Officials of Vivendi confirmed Tuesday that they are considering legal action against an order, handed down by Italian telecommunications regulator Agcom, that requires the French media conglomerate to reduce its stake holdings in Telecom Italia (TI) or in national broadcaster Mediaset. Vivendi currently ranks as the single largest TI shareholder with a 24% stake. Although Vivendi withdrew last year from a $860 million deal to acquire Mediaset’s pay TV unit (an action which is now the subject of a pending lawsuit), Vivendi recently pursued a series of minority share purchases in Mediaset that have enabled Vivendi to build a stake of nearly 29% in the broadcaster with corresponding voting rights.

Spurred by a complaint filed by Mediaset, Agcom launched an investigation last December through which it ultimately concluded that Vivendi’s Italian shareholdings provide Vivendi with significant influence over TI and Mediaset in violation of Italian antitrust law. Agcom also declared that the current relationship among Vivendi, TI and Mediaset could produce a negative effect “on the existing level of competition in the markets involved and on the degree of pluralism” in the Italian media sector. As such, Agcom notified Vivendi that it would have one year in which to reduce its stake in either TI or Mediaset to avoid liability for fines of between two and five percent of Vivendi’s annual revenues. While the directive did not specify the amount of TI or Mediaset shares that Vivendi would be required to divest, Agcom told Vivendi that it would have to submit a “specific plan of action” within 60 days.

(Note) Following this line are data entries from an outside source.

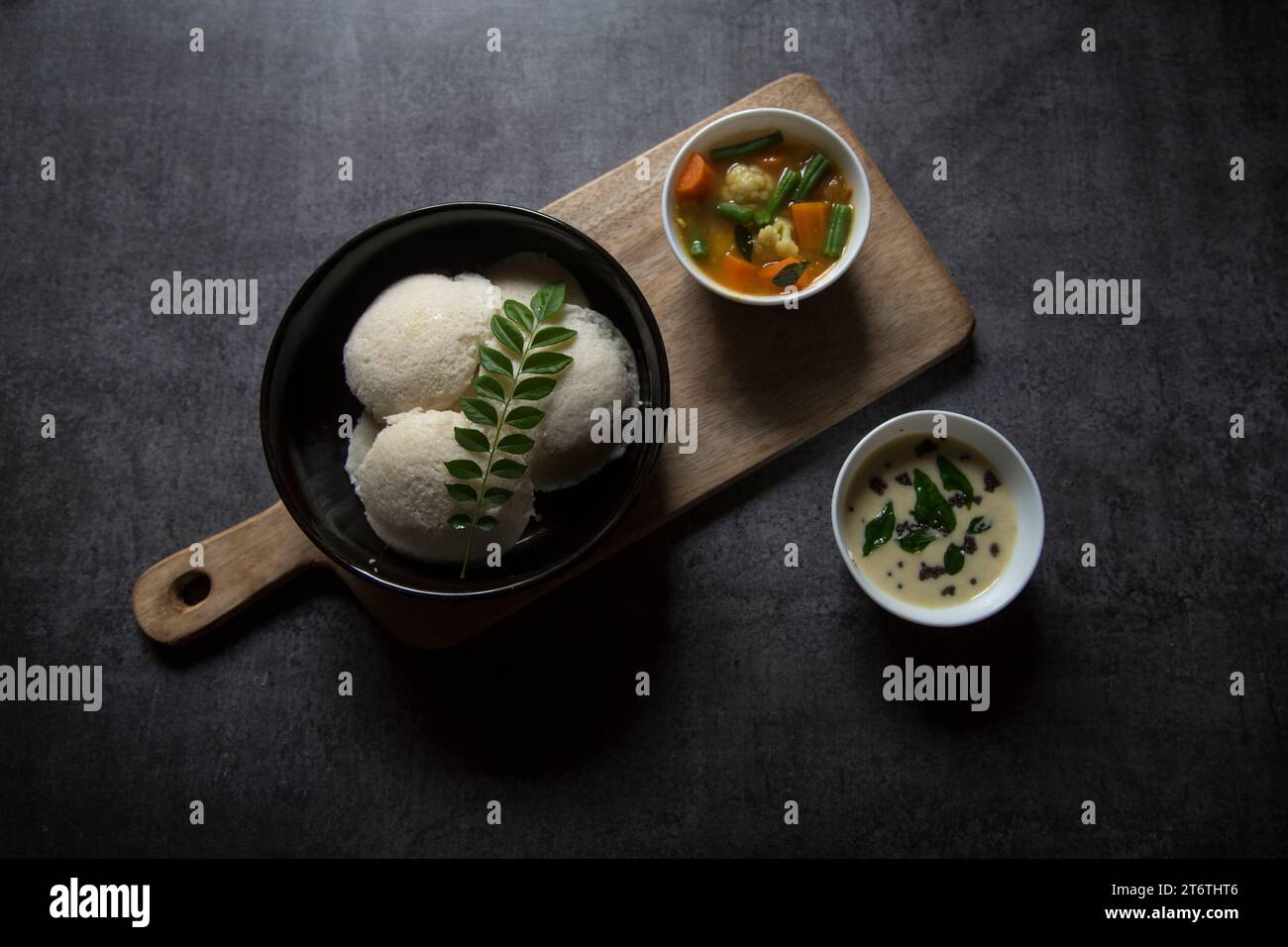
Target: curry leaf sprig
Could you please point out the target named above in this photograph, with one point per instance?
(502, 381)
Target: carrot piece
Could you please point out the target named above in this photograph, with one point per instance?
(771, 269)
(738, 273)
(696, 179)
(810, 222)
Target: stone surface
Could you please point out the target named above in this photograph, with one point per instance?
(1108, 684)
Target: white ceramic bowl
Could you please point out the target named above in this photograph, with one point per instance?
(746, 124)
(1014, 474)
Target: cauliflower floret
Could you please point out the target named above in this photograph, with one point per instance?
(777, 239)
(748, 184)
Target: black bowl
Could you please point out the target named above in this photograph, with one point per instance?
(304, 393)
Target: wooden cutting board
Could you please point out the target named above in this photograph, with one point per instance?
(763, 380)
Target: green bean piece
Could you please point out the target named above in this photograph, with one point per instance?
(786, 185)
(750, 147)
(837, 230)
(812, 172)
(735, 211)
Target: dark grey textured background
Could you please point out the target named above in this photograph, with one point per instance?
(1108, 684)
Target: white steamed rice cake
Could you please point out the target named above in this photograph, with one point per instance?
(416, 346)
(402, 486)
(603, 371)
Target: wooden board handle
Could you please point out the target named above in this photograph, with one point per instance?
(175, 600)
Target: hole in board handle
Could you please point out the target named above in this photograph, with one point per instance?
(191, 589)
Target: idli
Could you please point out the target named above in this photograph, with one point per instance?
(402, 486)
(603, 371)
(360, 442)
(520, 275)
(417, 344)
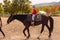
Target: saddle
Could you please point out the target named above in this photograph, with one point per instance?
(37, 17)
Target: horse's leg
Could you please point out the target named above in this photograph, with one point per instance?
(49, 30)
(41, 31)
(28, 32)
(24, 31)
(42, 28)
(2, 32)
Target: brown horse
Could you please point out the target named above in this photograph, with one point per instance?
(27, 24)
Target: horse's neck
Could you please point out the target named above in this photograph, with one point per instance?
(20, 17)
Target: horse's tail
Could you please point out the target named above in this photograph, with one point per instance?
(51, 23)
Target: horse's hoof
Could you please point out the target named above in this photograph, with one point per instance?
(38, 38)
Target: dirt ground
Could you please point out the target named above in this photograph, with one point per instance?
(14, 31)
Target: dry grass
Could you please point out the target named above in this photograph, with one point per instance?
(14, 31)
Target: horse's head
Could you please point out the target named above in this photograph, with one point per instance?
(10, 19)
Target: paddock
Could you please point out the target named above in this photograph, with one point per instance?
(14, 30)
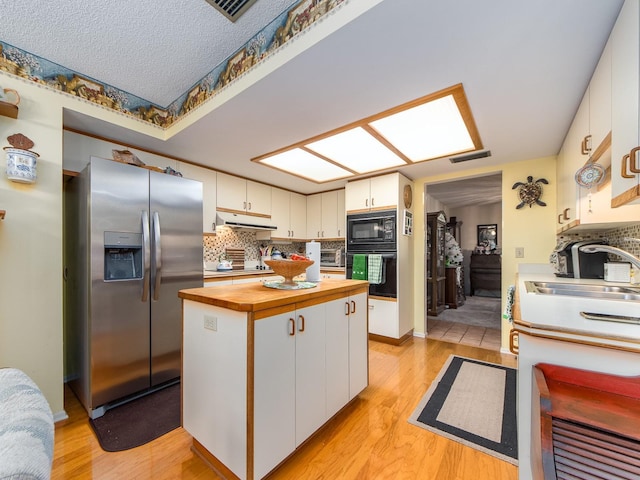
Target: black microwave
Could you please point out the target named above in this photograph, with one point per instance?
(373, 230)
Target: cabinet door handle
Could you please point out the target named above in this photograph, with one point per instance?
(623, 166)
(610, 318)
(586, 145)
(632, 160)
(292, 327)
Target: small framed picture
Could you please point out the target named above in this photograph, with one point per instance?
(488, 235)
(407, 223)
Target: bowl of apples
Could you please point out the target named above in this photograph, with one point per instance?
(292, 267)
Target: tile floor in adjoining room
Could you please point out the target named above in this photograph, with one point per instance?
(452, 332)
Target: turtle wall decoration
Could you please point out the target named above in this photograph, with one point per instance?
(530, 192)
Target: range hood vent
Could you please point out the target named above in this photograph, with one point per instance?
(232, 9)
(244, 222)
(472, 156)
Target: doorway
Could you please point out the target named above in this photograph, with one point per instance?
(469, 204)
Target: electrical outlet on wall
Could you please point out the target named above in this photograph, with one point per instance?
(211, 323)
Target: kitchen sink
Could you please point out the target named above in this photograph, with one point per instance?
(605, 292)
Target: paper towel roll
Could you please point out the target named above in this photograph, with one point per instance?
(312, 252)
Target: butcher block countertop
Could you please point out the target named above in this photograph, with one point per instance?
(253, 297)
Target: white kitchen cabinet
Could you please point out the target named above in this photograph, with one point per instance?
(305, 361)
(237, 195)
(325, 215)
(358, 344)
(625, 83)
(289, 214)
(376, 193)
(209, 185)
(581, 208)
(346, 345)
(311, 373)
(337, 355)
(383, 317)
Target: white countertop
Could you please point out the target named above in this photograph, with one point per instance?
(562, 312)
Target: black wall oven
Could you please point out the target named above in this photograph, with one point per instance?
(375, 233)
(389, 285)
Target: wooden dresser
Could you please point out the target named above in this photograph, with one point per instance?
(485, 273)
(454, 289)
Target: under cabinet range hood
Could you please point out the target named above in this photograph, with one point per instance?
(244, 222)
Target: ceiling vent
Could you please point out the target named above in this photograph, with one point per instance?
(232, 9)
(472, 156)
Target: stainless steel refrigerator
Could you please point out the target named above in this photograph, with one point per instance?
(138, 242)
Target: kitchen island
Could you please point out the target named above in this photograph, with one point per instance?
(264, 368)
(550, 329)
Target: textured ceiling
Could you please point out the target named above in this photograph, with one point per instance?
(524, 66)
(156, 50)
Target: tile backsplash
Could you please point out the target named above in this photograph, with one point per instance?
(214, 245)
(615, 237)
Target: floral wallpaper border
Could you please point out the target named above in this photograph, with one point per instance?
(281, 30)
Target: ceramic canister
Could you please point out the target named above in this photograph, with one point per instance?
(21, 165)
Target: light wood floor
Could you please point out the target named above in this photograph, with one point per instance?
(369, 439)
(447, 331)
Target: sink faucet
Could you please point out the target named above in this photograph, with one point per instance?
(635, 261)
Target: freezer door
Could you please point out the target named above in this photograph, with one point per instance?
(176, 264)
(118, 326)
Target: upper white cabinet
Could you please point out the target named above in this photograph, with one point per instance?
(237, 195)
(603, 131)
(209, 182)
(376, 193)
(289, 214)
(625, 82)
(326, 215)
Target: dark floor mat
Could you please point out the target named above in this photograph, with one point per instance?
(139, 421)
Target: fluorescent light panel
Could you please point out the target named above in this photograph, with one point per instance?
(307, 165)
(424, 129)
(357, 150)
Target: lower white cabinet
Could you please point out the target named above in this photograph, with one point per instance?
(309, 363)
(383, 317)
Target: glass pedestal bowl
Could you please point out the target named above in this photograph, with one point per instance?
(289, 268)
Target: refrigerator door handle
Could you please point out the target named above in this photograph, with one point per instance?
(147, 255)
(157, 255)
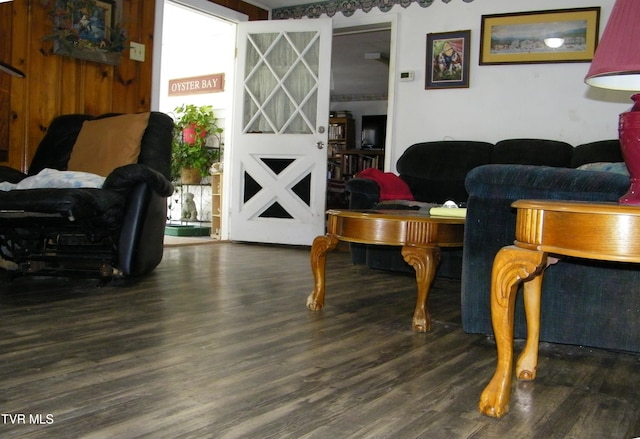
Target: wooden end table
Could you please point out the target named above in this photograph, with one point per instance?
(419, 234)
(544, 229)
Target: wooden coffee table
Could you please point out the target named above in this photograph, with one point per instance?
(545, 229)
(419, 234)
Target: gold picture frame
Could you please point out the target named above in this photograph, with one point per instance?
(448, 61)
(88, 29)
(554, 36)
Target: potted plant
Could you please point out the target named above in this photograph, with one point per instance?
(191, 157)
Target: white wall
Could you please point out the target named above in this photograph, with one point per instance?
(506, 101)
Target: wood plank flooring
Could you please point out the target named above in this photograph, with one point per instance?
(218, 343)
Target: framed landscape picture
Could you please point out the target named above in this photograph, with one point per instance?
(563, 35)
(447, 60)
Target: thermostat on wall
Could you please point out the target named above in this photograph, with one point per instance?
(406, 76)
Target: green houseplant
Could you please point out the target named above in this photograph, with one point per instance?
(190, 153)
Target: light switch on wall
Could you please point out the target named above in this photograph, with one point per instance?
(136, 52)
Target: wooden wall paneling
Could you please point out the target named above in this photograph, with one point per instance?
(145, 70)
(5, 79)
(58, 85)
(70, 76)
(125, 85)
(43, 94)
(20, 33)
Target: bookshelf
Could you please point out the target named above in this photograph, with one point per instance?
(345, 160)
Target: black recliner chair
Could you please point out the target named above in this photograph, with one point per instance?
(115, 230)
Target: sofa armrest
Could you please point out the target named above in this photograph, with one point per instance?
(124, 178)
(365, 193)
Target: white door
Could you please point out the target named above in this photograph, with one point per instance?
(281, 112)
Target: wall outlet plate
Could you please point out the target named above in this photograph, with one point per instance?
(136, 52)
(406, 75)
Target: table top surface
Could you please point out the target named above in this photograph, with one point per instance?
(578, 206)
(601, 231)
(394, 215)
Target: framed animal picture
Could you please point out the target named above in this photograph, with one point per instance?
(448, 60)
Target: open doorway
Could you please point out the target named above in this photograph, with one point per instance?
(197, 41)
(360, 90)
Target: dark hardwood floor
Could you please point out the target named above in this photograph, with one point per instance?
(218, 343)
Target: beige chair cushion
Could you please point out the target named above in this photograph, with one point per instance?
(105, 144)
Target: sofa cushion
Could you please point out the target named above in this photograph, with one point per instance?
(105, 144)
(435, 171)
(617, 167)
(539, 152)
(600, 151)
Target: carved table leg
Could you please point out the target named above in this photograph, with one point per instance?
(510, 266)
(321, 245)
(424, 261)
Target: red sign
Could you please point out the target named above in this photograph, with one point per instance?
(213, 83)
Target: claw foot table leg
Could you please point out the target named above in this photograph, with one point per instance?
(511, 266)
(424, 261)
(321, 245)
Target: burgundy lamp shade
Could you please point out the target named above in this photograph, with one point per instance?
(616, 63)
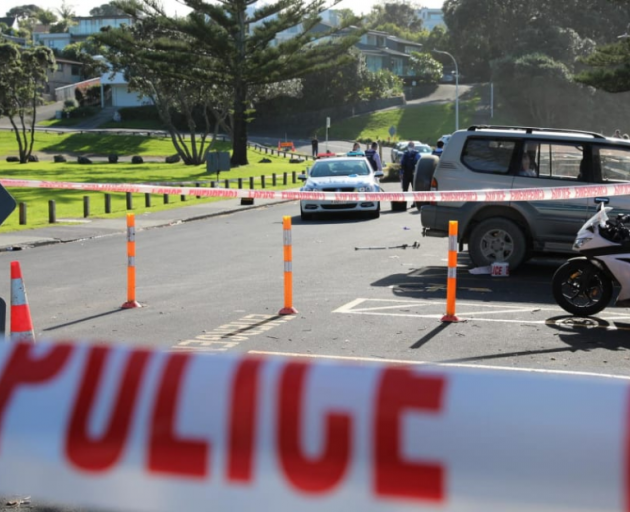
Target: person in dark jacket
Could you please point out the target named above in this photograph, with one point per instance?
(315, 146)
(408, 165)
(439, 148)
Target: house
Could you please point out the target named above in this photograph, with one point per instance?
(54, 41)
(83, 28)
(384, 51)
(11, 22)
(431, 18)
(115, 91)
(66, 72)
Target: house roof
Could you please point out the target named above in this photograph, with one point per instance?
(404, 41)
(8, 20)
(380, 50)
(118, 17)
(66, 61)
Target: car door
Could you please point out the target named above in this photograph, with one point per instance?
(555, 164)
(611, 166)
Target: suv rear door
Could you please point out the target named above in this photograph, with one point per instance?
(556, 164)
(612, 165)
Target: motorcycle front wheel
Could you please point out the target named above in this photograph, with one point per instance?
(581, 288)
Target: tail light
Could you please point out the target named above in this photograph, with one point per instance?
(433, 187)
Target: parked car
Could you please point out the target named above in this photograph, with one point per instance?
(340, 174)
(487, 157)
(401, 147)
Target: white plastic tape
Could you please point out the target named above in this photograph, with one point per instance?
(507, 195)
(128, 429)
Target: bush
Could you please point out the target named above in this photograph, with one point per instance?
(80, 112)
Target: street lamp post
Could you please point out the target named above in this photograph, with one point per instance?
(456, 87)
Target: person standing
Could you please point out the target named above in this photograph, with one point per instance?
(315, 146)
(438, 149)
(374, 158)
(408, 166)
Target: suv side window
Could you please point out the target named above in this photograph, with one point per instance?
(560, 161)
(488, 155)
(614, 164)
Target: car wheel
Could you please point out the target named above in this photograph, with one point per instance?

While voicing surprise at the ruling, a Vivendi spokesman countered that his company “has always operated within the Italian law, and specifically . . . [antitrust] law regarding the protection of media pluralism.” Stressing that Vivendi “neither controls nor exercises a dominant influence on Mediaset,” the spokesman declared that Vivendi “reserves the right to take any appropriate legal action to preserve its interests.”